What I longed to do, as is customary when sitting across from a stranger, was to size him up, and with stolen glances to form my first – and of course, mistaken – impressions. But he, I saw, had no such desire; he just bent down over his work and continued as if I weren’t even there.
This continued until noon. By now I was staring at him openly, and without fear. He kept his hair cut short, and it was thinning at the top. The skin between his neck and his small ears was wrinkled. His long, thin fingers wandered from document to document as he conducted his translations without any sign of impatience. From time to time he’d raise his eyes, as if in search of the right word and, when our eyes met, he’d offer me something akin to a smile. Though he looked like an old man when viewed from the side, or from above, he looked enchantingly, and childishly, innocent when he smiled. His clipped blond moustache only added to the effect.
On my way out to eat, I saw him open a desk drawer to pull out a food container and a piece of bread wrapped in paper. ‘Bon appétit,’ I said, and left the room.

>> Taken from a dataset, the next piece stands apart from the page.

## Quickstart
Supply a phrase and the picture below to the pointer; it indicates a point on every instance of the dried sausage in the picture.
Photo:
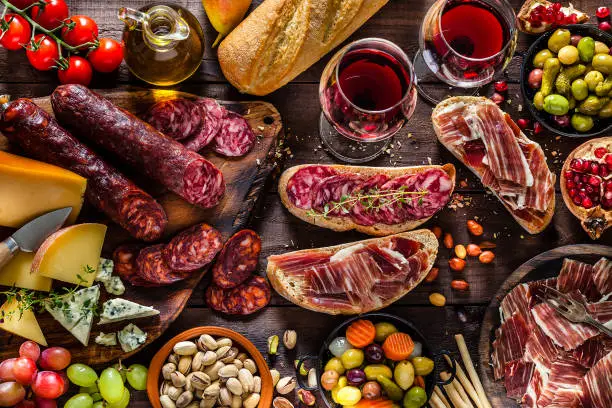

After sitting across from each other in the same room for many long days, we still hadn’t spoken much. By now I’d come to know some of the clerks from other departments well enough to go out with them to a coffee house in the evenings to play backgammon. From them I discovered that Raif Efendi was one of the longest-serving clerks in the firm. Before the firm was established, he’d worked as a translator at the bank it now used. No one remembered when he’d started there. It was said that he had a large family to care for and that his salary only just covered his costs. When I asked why the firm had not raised his salary, seeing as he was so senior, and in a firm that was throwing away money, left and right, the young clerks laughed. ‘He’s a slouch, that’s why! We’re not even sure how good he really is at languages!’ Later on, though, I discovered that his German was excellent, and his translations both accurate and elegant. He could easily translate a letter about sawmill machinery or spare parts, or detailing the qualities of a shipment of ash and pine timber bound from Susak Port in Yugoslavia. When he translated contracts or specifications from Turkish into German, the director sent them off without hesitation. In his free moments he would open his desk drawer to read the book he kept there, never rushing and never removing it from the drawer. So one day I asked, ‘What’s that, Raif Bey?’ He reddened as if I had caught him doing something wrong, and stammered, ‘Nothing … It’s a German novel, that’s all!’ At once, he closed the drawer. Despite all this, no one in the firm was willing to credit him with mastery of a foreign language. And perhaps not without reason, for there was nothing about the man to suggest he might know one. No foreign word ever crossed his lips. He never spoke about knowing other languages, never carried with him foreign magazines or newspapers. In sum, he bore no resemblance to the sort of man who makes it his life’s main business to let the whole world know that he understands French. This was underlined by the fact that he had never asked for his worth to be confirmed with a rise in salary. Nor did he make any effort to seek out other, better-paid work.
He came to work punctually, ate lunch in his room, and in the evening he would pick up a few things at the store and head for home. I invited him to the coffee house a few times, but I couldn’t get him to come. ‘They’re waiting for me at home!’ he’d say.